Syrian Archbishop Pleas for an End to Violence in his Country During Visit in New Haven

Please help stop the fighting in Syria. That was the plea as a church leader from that war-torn country stops in Connecticut.

And it came the same day the governor picked up a prestigious prize for his work to defend Syrian refugees.

The Knights of Columbus pushed for the U.S. to call what’s happening in Syria and nearby countries a “genocide.” Secretary of State John Kerry finally did that back in March.

Now the question is what do next and that’s part of why the Knights of Columbus helped bring an important figure to the state on Sunday.

At a place usually seen as a safe haven the talk turned to a dangerous part of the world.

“I fear for the good people,” says Father Edward Kakaty of the Melkite Catholic Church of Waterford.

Hundreds of people filled the pews at St. Mary’s Church in New Haven for a discussion called “Witness to Genocide.”

An archbishop from Syria, Jean Clement Jeanbart, described the killings and brutal treatment of Christians and other religious groups at the hands of ISIS.

“It’s getting much worse than it was before, much worse,” says Father Kakaty.

The archbishop delivered a similar message to the United Nations last week. We sat down with him to talk about his message there.

“To do what they can to stop this war,” says Archbishop Jean Clement Jeanbart.

Many people have fled Syria. Some who tried to find safety in the United States were blocked.

After the terror attacks in Paris, many U.S. governors stopped Syrian refugees from resettling in their state last fall.

"Suddenly in the middle of darkness there emerged a light," says Fatema, a refugee from Syria.

Fatema and her family, who did not want their last name released to protect family in Syria, was prevented from going to Indiana.

In their moment of need, Governor Dan Malloy offered them a new start in New Haven.

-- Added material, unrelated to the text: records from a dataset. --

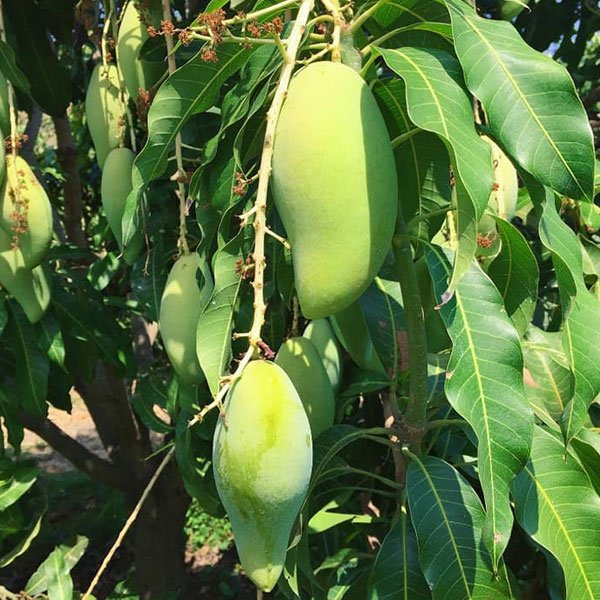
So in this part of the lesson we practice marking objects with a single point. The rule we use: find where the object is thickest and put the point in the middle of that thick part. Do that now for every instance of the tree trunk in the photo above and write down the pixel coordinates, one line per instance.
(158, 540)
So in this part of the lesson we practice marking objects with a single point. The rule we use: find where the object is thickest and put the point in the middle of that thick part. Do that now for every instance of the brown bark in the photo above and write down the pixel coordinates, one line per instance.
(67, 156)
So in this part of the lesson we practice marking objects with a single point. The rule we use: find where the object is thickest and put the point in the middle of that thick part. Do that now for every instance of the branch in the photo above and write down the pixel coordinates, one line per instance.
(82, 458)
(67, 157)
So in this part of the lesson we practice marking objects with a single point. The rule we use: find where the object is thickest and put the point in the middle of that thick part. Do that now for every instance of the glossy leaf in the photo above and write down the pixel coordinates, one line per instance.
(516, 275)
(438, 102)
(530, 101)
(396, 572)
(213, 342)
(485, 386)
(192, 88)
(557, 506)
(448, 519)
(32, 364)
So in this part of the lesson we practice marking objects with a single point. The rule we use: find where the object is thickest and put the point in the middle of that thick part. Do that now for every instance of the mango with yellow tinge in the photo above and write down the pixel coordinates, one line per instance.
(302, 363)
(180, 308)
(104, 111)
(334, 185)
(30, 287)
(133, 33)
(25, 211)
(321, 334)
(262, 460)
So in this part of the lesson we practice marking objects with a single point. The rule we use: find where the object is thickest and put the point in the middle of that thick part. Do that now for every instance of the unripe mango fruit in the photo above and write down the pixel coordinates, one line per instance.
(299, 358)
(180, 308)
(30, 287)
(104, 110)
(133, 33)
(262, 460)
(334, 185)
(25, 211)
(321, 334)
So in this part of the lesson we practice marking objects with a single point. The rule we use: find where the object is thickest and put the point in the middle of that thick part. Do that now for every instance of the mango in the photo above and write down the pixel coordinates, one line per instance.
(334, 185)
(30, 287)
(320, 333)
(180, 308)
(133, 33)
(262, 460)
(299, 358)
(27, 215)
(104, 110)
(4, 106)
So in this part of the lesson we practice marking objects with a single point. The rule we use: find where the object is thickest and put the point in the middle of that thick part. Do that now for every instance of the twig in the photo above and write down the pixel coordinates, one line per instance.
(128, 523)
(183, 245)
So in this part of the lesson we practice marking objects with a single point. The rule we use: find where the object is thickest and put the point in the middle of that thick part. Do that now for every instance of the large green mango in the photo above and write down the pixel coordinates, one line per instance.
(104, 111)
(4, 106)
(28, 214)
(180, 308)
(302, 363)
(320, 333)
(132, 35)
(334, 185)
(30, 287)
(262, 460)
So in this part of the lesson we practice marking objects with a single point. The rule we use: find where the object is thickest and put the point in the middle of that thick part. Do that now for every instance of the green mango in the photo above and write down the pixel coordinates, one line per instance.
(30, 287)
(180, 308)
(104, 110)
(299, 358)
(133, 33)
(262, 460)
(351, 330)
(320, 333)
(32, 214)
(4, 106)
(334, 185)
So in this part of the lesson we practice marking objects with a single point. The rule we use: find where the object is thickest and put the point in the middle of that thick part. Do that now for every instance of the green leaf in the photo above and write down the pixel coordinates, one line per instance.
(192, 88)
(557, 506)
(449, 520)
(10, 70)
(15, 480)
(421, 161)
(70, 554)
(530, 101)
(516, 275)
(438, 102)
(213, 342)
(396, 572)
(484, 384)
(548, 380)
(50, 82)
(32, 364)
(581, 342)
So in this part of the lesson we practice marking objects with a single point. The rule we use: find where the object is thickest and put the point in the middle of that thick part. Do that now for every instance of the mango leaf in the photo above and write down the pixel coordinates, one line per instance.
(449, 520)
(557, 506)
(15, 480)
(516, 275)
(41, 580)
(192, 88)
(213, 342)
(438, 102)
(10, 70)
(396, 572)
(421, 161)
(538, 119)
(485, 386)
(548, 378)
(50, 82)
(581, 342)
(32, 364)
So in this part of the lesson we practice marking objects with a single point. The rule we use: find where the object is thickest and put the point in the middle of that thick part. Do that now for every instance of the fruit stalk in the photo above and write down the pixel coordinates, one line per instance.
(183, 245)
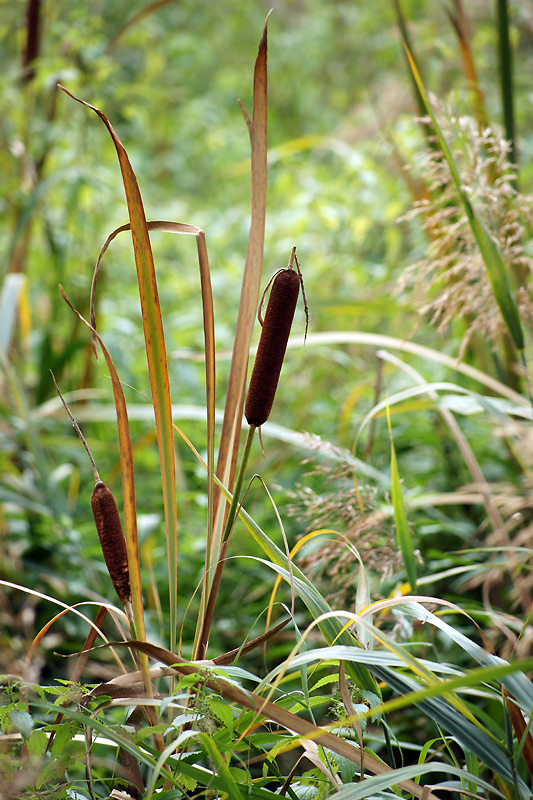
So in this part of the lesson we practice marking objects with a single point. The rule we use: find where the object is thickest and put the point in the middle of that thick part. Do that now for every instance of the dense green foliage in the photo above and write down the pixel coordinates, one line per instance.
(390, 246)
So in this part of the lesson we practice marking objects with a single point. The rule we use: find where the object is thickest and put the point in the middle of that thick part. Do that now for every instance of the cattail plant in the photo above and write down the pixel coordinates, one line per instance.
(108, 526)
(112, 541)
(272, 346)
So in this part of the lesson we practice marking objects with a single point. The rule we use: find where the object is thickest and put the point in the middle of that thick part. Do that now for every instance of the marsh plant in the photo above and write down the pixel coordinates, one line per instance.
(370, 662)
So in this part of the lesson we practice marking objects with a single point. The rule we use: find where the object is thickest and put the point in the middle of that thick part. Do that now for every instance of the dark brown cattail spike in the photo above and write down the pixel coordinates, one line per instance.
(272, 346)
(109, 528)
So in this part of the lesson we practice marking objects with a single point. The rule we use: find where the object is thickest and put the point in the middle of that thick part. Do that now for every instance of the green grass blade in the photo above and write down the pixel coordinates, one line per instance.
(369, 787)
(506, 74)
(402, 528)
(492, 257)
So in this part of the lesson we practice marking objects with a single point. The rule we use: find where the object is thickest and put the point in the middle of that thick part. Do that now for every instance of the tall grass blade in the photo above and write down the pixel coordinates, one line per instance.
(231, 426)
(492, 257)
(261, 707)
(460, 25)
(156, 356)
(128, 481)
(400, 518)
(209, 340)
(506, 74)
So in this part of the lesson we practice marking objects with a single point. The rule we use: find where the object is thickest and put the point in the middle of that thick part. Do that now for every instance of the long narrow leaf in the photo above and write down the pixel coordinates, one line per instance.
(156, 356)
(400, 519)
(231, 426)
(492, 257)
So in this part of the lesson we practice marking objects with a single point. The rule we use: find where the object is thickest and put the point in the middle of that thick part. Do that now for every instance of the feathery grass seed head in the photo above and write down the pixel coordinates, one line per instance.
(272, 346)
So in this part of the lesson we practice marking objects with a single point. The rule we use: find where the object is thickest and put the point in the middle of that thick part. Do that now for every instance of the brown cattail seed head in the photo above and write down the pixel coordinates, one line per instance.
(112, 540)
(272, 346)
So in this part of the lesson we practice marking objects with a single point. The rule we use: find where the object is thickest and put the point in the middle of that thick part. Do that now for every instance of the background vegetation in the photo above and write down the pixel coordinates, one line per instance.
(360, 186)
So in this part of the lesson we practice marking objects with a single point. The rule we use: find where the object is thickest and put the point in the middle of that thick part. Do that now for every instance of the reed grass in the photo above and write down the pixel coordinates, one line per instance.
(411, 694)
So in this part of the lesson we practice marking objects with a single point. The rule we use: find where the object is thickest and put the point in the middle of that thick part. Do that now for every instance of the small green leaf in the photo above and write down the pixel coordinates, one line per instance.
(22, 722)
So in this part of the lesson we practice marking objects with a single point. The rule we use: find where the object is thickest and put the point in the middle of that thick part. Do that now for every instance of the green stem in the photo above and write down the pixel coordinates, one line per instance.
(228, 527)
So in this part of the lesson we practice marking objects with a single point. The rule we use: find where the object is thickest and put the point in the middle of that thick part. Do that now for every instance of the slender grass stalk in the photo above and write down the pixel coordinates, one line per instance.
(506, 75)
(228, 527)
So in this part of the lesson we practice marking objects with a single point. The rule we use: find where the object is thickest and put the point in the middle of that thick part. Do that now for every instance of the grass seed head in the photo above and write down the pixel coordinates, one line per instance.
(109, 528)
(272, 346)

For that he was awarded the 2016 John F. Kennedy Profile in Courage Award in Boston on Sunday.

"And to raise my voice when people would subjugate other individuals... Would bar them at the door because of the land they came from or the religion they practice. We, as Americans, can not tolerate that,” says Malloy.

 The governor joins previous award recipients including former President George H.W. Bush and former Congresswoman Gabrielle Giffords.